16. The Mortgage is hereby amended to conform to the terms hereof. The Mortgage shall remain in full force and effect in accordance with its original terms, as amended by this Amendment. Mortgagor expressly reaffirms and ratifies its continuing obligations under the Mortgage and that the Mortgage continues as a first lien on the Mortgaged Property in favor of Agent and Mortgagor agrees that no part of the foregoing amendments or modifications shall have the effect of releasing, relieving or diminishing any obligations under the Mortgage.
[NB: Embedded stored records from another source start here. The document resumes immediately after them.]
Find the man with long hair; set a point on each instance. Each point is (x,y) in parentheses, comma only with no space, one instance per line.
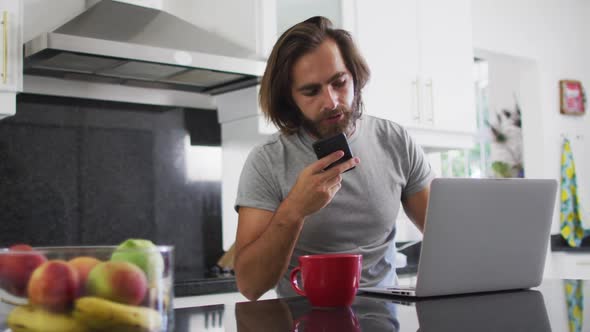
(289,204)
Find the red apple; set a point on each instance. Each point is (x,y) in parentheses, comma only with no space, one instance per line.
(16,268)
(54,285)
(121,282)
(83,264)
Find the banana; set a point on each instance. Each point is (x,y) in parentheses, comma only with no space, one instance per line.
(33,319)
(101,314)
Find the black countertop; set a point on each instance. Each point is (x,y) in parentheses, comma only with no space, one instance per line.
(227,284)
(544,308)
(206,283)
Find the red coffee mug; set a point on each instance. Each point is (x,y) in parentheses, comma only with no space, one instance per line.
(329,280)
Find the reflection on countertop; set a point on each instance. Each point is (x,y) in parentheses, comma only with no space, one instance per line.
(522,310)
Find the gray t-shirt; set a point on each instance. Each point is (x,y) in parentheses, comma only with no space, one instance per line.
(361,216)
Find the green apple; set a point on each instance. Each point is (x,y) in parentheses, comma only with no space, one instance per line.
(144,254)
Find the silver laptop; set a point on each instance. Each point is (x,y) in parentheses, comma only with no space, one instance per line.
(482,235)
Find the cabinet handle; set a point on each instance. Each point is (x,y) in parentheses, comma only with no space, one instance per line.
(430,115)
(416,100)
(5,47)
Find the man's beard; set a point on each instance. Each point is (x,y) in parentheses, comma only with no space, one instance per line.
(345,125)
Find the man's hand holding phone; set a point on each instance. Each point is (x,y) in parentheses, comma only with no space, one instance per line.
(318,183)
(332,144)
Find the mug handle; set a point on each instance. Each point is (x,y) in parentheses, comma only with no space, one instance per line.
(294,281)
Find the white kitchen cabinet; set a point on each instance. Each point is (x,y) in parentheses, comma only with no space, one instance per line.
(420,55)
(11,66)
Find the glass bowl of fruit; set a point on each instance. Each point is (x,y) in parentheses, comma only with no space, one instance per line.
(87,288)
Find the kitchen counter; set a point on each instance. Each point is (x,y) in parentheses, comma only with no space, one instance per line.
(205,286)
(227,284)
(541,309)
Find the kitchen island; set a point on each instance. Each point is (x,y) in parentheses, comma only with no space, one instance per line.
(552,306)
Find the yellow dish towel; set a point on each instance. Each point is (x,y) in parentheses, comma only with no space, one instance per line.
(574,296)
(570,216)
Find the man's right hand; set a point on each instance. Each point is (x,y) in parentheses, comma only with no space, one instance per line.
(315,187)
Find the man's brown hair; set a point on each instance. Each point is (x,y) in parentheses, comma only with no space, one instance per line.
(275,96)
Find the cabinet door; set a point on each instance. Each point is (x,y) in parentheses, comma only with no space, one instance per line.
(446,66)
(387,37)
(11,45)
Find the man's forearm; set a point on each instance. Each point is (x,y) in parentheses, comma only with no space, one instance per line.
(260,265)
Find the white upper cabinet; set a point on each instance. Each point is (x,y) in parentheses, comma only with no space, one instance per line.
(11,66)
(446,55)
(420,54)
(386,33)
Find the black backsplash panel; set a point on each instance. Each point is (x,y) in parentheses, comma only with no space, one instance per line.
(84,172)
(117,185)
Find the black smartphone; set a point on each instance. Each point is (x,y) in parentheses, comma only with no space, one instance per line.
(328,145)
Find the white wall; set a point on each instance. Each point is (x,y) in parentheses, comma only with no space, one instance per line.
(554,35)
(38,20)
(234,20)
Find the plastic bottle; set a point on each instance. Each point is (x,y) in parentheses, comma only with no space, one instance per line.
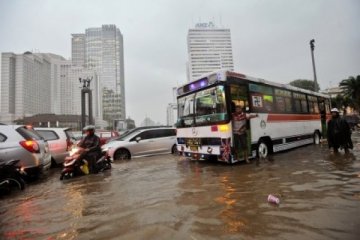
(273,199)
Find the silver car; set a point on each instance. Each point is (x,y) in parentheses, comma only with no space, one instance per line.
(142,142)
(24,143)
(60,141)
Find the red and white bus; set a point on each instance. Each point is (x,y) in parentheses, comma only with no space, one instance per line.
(288,116)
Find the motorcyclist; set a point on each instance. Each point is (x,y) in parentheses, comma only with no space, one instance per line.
(91,149)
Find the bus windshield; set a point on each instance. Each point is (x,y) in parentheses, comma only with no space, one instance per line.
(203,107)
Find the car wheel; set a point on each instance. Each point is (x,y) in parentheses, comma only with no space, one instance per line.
(122,154)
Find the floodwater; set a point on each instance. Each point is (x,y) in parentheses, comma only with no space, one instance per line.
(169,197)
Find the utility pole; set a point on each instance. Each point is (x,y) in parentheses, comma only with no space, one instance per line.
(86,90)
(312,47)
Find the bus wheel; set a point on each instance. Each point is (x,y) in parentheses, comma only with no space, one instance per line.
(317,138)
(262,149)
Nothing herein is intended to constitute a novation.

17. The validity and interpretation of this Amendment shall be construed in accordance with the laws of the State of Illinois.

18. This Amendment may be executed in any number of counterparts, each of which, when executed and delivered, shall be deemed to be an original, but such counterparts shall together constitute but one and the same instrument.

[The balance of this page is intentionally blank; signature page follows.]


IN WITNESS WHEREOF, the undersigned have executed this First Amendment to Real Property Mortgage on the date first above written.

 

MORTGAGOR:

 

POWER PROPERTIES, L.L.C., an Illinois limited liability company

By:   The W Group, Inc., its sole managing member
  By:   /s/ Gary Winemaster
  Name:   Gary Winemaster
  Title:   President and Chief Executive Officer

 

AGENT:

 

BMO HARRIS BANK N.A. (formerly known as Harris N.A.), a national banking association

By:   /s/ William Kennedy
Name:   William Kennedy
Title:   Vice President

Signature Page to First Amendment to Real Property Mortgage


ACKNOWLEDGMENT

 

STATE OF ILLINOIS   )
  ) SS.
COUNTY OF COOK   )

I, Jose Rodriguez, a Notary Public in and for said County, in the State aforesaid, DO HEREBY CERTIFY that Gary Winemaster, personally known to me to be the President and CEO of The W Group, Inc., the sole managing member of POWER PROPERTIES, L.L.C., personally known to me to be the same person whose name is subscribed to the within instrument, appeared before me this day in person and acknowledged that as such President and CEO, he signed and delivered the said instrument of writing for said limited liability company as his free and voluntary act and as the free and voluntary act and deed of said corporation, for the uses and purposes therein set forth.

GIVEN under my hand and Notarial Seal this 19th day of March, 2012.

 

        /s/ Jose Rodriguez
          Notary Public

OFFICIAL SEAL

JOSE RODRIGUEZ

        My Commission Expires:

NOTARY PUBLIC – STATE OF ILLINOIS

MY COMMISSION EXPIRES 09/28/13

          9/28/2013

Acknowledgment Page to First Amendment to Real Property Mortgage


ACKNOWLEDGMENT

 

STATE OF ILLINOIS   )
  ) SS.
COUNTY OF COOK   )

I, Anjanette Deniece Winners, a Notary Public in and for said County, in the State aforesaid, DO HEREBY CERTIFY that William Kennedy, personally known to me to be the Vice President of BMO HARRIS BANK N.A., personally known to me to be the same person whose name is subscribed to the within instrument, appeared before me this day in person and acknowledged that as such Vice President, he/she signed and delivered the said instrument of writing for said bank as his/her free and voluntary act and as the free and voluntary act and deed of said bank, for the uses and purposes therein set forth.

GIVEN under my hand and Notarial Seal this 20th day of March, 2012.

 

        /s/ Anjanette Deniece Winners
          Notary Public

Official Seal

Anjanette Deniece Winners

        My Commission Expires:

Notary Public State of Illinois

My Commission Expires 04/15/2013

          April 15, 2013

Acknowledgment Page to First Amendment to Real Property Mortgage


EXHIBIT A

Legal Description

Property Address: 655 Wheat Lane, Wood Dale, Illinois

Permanent Real Estate Tax Index Number: 03-09-204-015

LOT 225-1 IN FOREST CREEK UNIT 2B, BEING A RESUBDIVISION OF LOTS 225, 226, 227 AND THE NORTH 10 FEET OF LOT 228 IN FOREST CREEK UNIT 2, IN SECTION 9, TOWNSHIP 40 NORTH, RANGE 11, EAST OF THE THIRD PRINCIPAL MERIDIAN, ACCORDING TO THE PLAT OF UNIT 2B RECORDED APRIL 29, 1983 AS DOCUMENT R83-25062 IN DUPAGE COUNTY, ILLINOIS.